The version is too low, it is recommended to upgrade to a newer version. When problems occur, community members do not have the appropriate environment to reproduce the issue and cannot help you troubleshoot it.

| username: tidb菜鸟一只 | Original post link

EOF errors seem to be network-level issues.

| username: TiDBer_yUoxD0vR | Original post link

Thank you for your response. Due to the specific situation of the company, we are currently unable to upgrade. The online environment did not report any errors before (the online environment was upgraded from a lower version). One day, the TiDB CPU was fully utilized, and after changing the feedback-probability to 0.00 and restarting the TiDB server, this error started to occur. In the test environment, no matter how the parameters are changed, the error persists.

Increasing max-connections also didn’t help. The show processlist command shows no connections, there is no business running, and the logs only contain this error without any other logs. The QPS is 0, and the CPU usage is almost 0. Since there is no business running, the Grafana report does not show any anomalies. I would like to ask if there are any debugging methods to locate what request is causing this error? The error occurs very regularly, every 30 seconds. I want to know what is happening every 30 seconds.

| username: redgame | Original post link

It won’t affect the business. Fix it when you can upgrade.

| username: dba-kit | Original post link

It looks like an error occurred during connection creation. Did you enable the SSL certificate? Or is it caused by load balancing health checks?
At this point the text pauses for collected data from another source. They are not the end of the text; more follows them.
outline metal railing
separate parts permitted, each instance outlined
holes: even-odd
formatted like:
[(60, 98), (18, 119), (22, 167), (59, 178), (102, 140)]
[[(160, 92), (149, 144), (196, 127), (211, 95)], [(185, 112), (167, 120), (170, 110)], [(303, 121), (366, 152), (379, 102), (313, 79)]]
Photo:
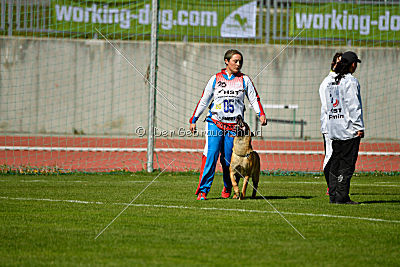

| username: dba-kit | Original post link

The general recommendation is to use the HTTP port 10080 for health checks, so that no errors will be logged.

| username: zhanggame1 | Original post link

Is there a load balancer in front of TiDB?

| username: TiDBer_iCdTOZ1r | Original post link

Learned.

| username: 像风一样的男子 | Original post link

Upgrading should resolve most of the inexplicable errors.

| username: TiDBer_yUoxD0vR | Original post link

The issue has been identified. It is the tidb_port_probe in Prometheus that probes every 30 seconds. Commenting out this line or changing it to probe 10080 will stop the error from occurring.
image
Can tidb3.0 change 4000 to probe 10080? I see that tidb6 probes 10080.
The strange thing is that all clusters are 3.0, all probing 4000, some report errors, and some do not. I don’t know what triggers it.

| username: Kongdom | Original post link

Could there be a firewall?

| username: TiDBer_yUoxD0vR | Original post link

Without a firewall, probing port 4000 is successful, but it just reports this error.

| username: dba-kit | Original post link

This error is actually just a handshake failure, so it’s not a big issue. The main problem is that your versions are too old, and the alert rules are not optimal yet.

| username: YuchongXU | Original post link

You can ignore it or upgrade.

| username: cassblanca | Original post link

This is the earliest version I’ve ever seen, you must be a die-hard fan.
You should send your cousin to provide on-site support for the upgrade. :joy:

| username: system | Original post link

This topic was automatically closed 60 days after the last reply. New replies are no longer allowed.